Over tea and a Malibu, a group of us sat that evening, grousing on the issue in a nearby bar. We batted theories back and forth, pensive. Our T.A. joined us, asking what was up.

“We’re discussing an issue that students probably talk about every year, and probably in the same ways,” said my friend.

“Tamboerskloof,” our T.A. said knowingly, and we nodded.

He explained to us that the choice to house us there was a difficult one, and one they recognized as less than ideal. Safety was a significant factor, he averred, but so was logistics—proximity to the University of Cape Town, where we held classes, and to downtown, where the minibus-taxis could speed us rapidly elsewhere.

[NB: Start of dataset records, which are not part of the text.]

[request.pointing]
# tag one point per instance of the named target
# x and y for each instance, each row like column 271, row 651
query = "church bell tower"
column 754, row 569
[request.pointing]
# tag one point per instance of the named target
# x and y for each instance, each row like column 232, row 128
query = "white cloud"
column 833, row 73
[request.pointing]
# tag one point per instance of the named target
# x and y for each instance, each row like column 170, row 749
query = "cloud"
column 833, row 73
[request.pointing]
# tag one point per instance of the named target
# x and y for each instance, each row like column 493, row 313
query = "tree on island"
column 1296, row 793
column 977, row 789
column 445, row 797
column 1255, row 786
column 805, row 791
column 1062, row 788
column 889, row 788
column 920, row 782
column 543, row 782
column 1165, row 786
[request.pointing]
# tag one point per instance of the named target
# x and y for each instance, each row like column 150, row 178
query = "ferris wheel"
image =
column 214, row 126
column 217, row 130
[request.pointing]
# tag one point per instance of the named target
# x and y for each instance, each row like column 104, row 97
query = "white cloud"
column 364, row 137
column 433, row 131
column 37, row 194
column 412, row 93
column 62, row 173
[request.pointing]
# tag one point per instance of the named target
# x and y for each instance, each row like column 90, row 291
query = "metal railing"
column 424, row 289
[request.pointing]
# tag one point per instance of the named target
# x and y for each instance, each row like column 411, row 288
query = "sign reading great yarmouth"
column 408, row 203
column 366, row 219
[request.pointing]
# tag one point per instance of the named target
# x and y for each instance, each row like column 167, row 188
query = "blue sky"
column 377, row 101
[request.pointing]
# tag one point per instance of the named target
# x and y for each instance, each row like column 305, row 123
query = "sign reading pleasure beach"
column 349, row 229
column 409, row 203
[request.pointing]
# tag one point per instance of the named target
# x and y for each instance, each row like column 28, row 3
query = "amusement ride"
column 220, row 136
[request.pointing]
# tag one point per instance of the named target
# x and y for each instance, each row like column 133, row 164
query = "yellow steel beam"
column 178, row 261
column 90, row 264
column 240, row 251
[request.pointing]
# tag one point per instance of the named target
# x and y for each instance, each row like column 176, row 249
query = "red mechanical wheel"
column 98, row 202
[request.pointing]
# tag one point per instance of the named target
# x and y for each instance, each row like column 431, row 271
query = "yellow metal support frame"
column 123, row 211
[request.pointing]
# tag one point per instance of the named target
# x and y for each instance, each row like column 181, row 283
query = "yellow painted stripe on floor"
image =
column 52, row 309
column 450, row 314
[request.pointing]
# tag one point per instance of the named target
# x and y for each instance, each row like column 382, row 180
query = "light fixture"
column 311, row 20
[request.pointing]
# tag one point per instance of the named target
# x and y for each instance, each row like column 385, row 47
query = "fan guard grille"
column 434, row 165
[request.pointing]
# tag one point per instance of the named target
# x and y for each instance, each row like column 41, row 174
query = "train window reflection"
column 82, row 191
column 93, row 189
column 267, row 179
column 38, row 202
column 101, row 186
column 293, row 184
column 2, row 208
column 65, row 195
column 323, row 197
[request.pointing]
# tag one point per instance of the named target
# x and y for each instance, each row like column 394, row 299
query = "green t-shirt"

Tamboerskloof had severe limitations, he recognized, but at least it was easy to get out of when we needed to.

But the guilt of living there, he added, was perhaps a good thing to grapple with. After all, he reminded us, we were entering Cape Town as privileged students, glutted with opportunity. He likened Tamboerskloof to Hyde Park, and asked: Who among us lived in Woodlawn, for all of our disdain of Tamboerskloof? It was easy to be self-righteous in Cape Town, too easy, standing apart from the fray. Later in class, reading Hemingway and citing Conrad, we discussed the ways in which Africa became the stage upon which white Europeans struck moral poses, and I thought about that first anxious night in posh Tamboerskloof, how ready I had been to stake out my principles. On more familiar terrain, however, those upright principles were less easy, less obvious and less simple to declare.

I had held to a fantasy of unseaming myself from race and from class, quitting my privilege like Peter Pan’s shadow. Yet as I lay down to bed every night in Tamboerskloof, I was reminded that I could no less discard privilege than shed my skin. I would have to engage with it and move beyond guilt, to a recognition of how power had shaped me, and my commitment to, in turn, reshape power. I would also have to check my idealist’s jerking knee, periodically rising to protest South African evils, to interrogate my own excuses for their Chicago analogs. What was hardest was not being placed in Tamboerskloof, but the realization that I’d always been there.